Host immune activation optimised vaccinia virus vectors for vaccine development

Objective

The overall objective is to develop a new generation of potent viral vector vaccines with optimised host immune activating properties. Poxviruses engineered to express foreign genes are recognized as potent delivery systems for heterologous antigens. One of these vectors, the safety-tested modified vaccinia virus Ankara (MVA), a product of European research, serves world-wide as the vaccinia virus strain of choice for clinical investigations research experimental vaccination against AIDS, tuberculosis, or malaria.

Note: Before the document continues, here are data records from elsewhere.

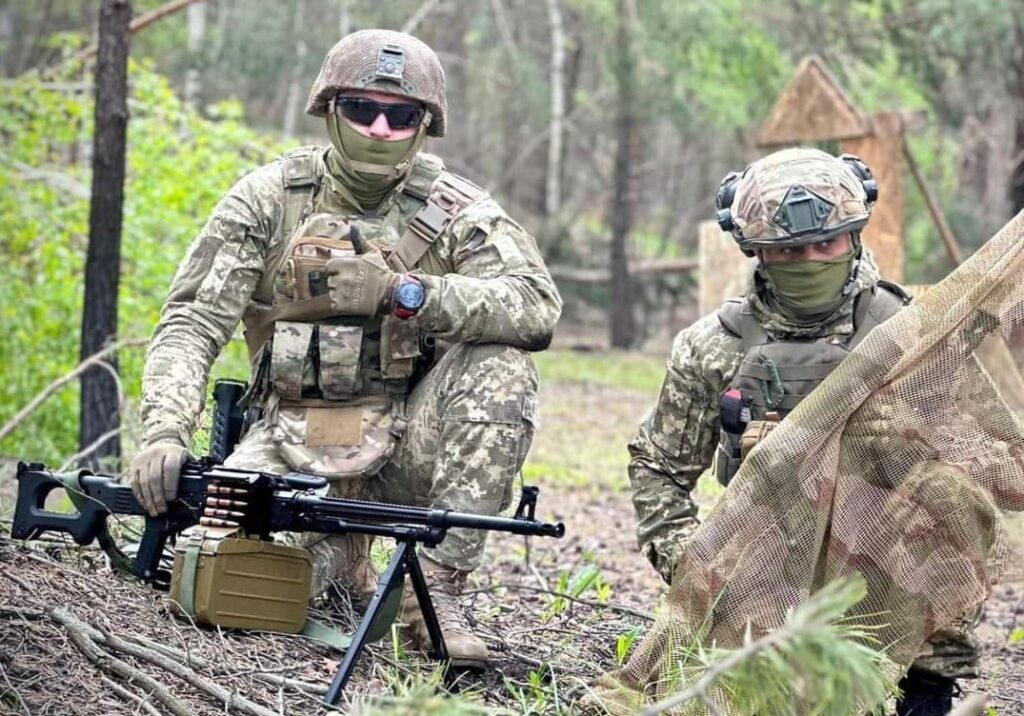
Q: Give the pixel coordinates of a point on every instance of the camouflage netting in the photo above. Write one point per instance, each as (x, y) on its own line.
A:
(896, 467)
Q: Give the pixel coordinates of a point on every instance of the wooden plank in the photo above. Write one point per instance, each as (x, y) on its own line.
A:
(883, 152)
(812, 108)
(723, 270)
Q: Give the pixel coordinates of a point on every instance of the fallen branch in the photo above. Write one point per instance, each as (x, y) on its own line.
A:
(79, 635)
(200, 663)
(127, 695)
(228, 699)
(90, 362)
(13, 691)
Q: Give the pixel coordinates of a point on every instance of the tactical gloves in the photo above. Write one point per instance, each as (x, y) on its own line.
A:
(361, 285)
(155, 474)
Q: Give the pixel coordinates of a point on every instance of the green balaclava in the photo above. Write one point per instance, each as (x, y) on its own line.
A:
(361, 170)
(809, 289)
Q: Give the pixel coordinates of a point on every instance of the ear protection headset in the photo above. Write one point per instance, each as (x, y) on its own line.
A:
(727, 192)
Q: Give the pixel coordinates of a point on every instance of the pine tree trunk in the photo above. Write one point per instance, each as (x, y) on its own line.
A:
(623, 318)
(197, 42)
(297, 78)
(1017, 180)
(98, 409)
(553, 196)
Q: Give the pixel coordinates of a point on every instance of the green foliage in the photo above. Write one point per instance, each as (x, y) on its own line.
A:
(540, 693)
(419, 695)
(178, 165)
(625, 641)
(587, 578)
(614, 369)
(819, 663)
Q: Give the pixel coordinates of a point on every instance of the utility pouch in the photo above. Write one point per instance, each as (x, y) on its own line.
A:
(291, 366)
(223, 579)
(728, 458)
(399, 348)
(754, 433)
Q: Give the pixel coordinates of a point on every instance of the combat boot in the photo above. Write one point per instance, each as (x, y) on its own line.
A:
(466, 649)
(926, 695)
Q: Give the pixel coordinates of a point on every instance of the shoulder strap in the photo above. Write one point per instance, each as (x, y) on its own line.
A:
(301, 175)
(443, 196)
(736, 318)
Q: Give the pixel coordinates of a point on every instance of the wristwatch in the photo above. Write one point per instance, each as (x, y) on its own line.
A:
(409, 297)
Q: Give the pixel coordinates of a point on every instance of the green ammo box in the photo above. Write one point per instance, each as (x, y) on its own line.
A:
(221, 579)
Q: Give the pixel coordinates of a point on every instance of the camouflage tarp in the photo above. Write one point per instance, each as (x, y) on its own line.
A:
(896, 467)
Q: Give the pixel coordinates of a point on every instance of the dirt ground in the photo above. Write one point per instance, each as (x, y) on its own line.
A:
(546, 649)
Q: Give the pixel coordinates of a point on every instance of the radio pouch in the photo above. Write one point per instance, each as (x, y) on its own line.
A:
(222, 578)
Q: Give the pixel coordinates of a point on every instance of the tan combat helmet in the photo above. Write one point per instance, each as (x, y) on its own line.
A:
(796, 197)
(387, 61)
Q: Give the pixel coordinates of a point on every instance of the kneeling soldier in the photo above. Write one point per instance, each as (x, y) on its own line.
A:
(391, 359)
(734, 374)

Recent work performed by our network consortium significantly increased our knowledge about versatile poxviral gene products exploited by these viruses to regulate virus-host interactions and to counteract innate and adaptive host immune responses. In this project application, vaccinia virus MVA serves as the basis to specifically inactivate viral gene functions that have immune inhibitory potential. We will use the research experience and the highly competitive bioengineering capabilities of the network partners to establish a unique technology platform for poxviral vector design in vaccine development.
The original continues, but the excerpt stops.